I went in after her, and I dealt with them. They didn’t make it out, but she did. And I dragged her home, coughing and spluttering, and I cleaned her off before her parents saw her, and I told her what we would say to them: that she was done with going off alone and wanted to help them out more. She was going to be the ideal daughter, I told her, and she agreed. No more going off on her own. No more lying. No more secrets.
But she lied. She lied to them and to me. She would always have her secrets, even from me.
5
First they destroy the Bells.
The Bells are . . . There’s a story. There’s always a story. This one goes that the Bells came from experiments before we left Earth. They were soldiers, modified by doctors back then, bits of their brains limited to focus them. That’s how wars were
fought, with people turned into single-minded killing machines. On Australia, though, that kind of focus isn’t useful, not without anybody to tell them what they should be doing. Here they’re nothing but muscle, driven by impulses rather than anything like logic. They’re violent and they’re angry, but they’re also malleable. Get into a fight with them and you’re dead, but it’s pretty easy to talk your way out if you’re able to think on your feet. They’re harmless.
Or they were.
The Bells live below the collapsed part of section IV, those floors way beneath. Once we’re all scared away—by their numbers, more than anything—the Lows move down, flooding into the twenty or so floors that the Bells call home, using the darkness to their advantage.
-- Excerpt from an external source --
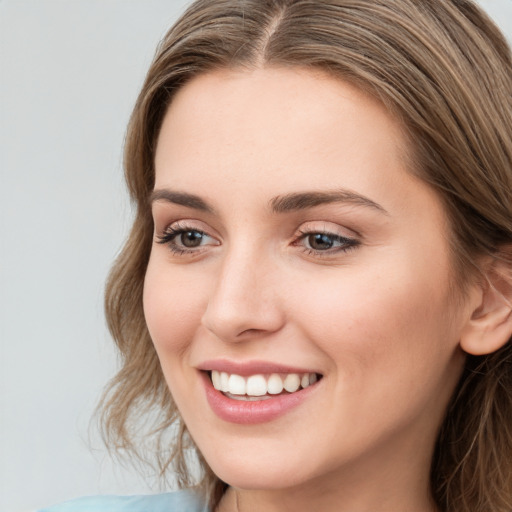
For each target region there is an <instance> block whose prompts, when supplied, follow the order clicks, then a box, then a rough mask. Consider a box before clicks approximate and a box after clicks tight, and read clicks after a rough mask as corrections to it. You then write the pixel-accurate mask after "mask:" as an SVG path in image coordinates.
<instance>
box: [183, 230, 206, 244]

And they tear them apart. The Lows bring their torches with them, and I can see the fighting. I watch as Bells are thrown into the Pit, as the Lows cut them with weapons, as they throw firebombs to burn them up, to drive them out. Before? That wasn’t expanding. That was just the Lows flexing their muscles. This is the Lows expanding.
I stand at the gantry railing to watch, and the woman who now lives in Bess’s berth joins me. She rolls her shoulders as she approaches, and she snorts rather than saying anything, nodding to acknowledge me.
“Are you scared of them?” she asks. Her voice is throaty and hoarse, like they all are. She can’t lose that, I suppose.
“Yes,” I say. Better to be honest.
“There’s no end to this,” she says. She pauses, seeming to weigh the words before she says them. I try not to stare at the burn marks on her face. “They won’t stop, and what happens then? When they’ve taken the ship for their own? Then we’re all Lows.”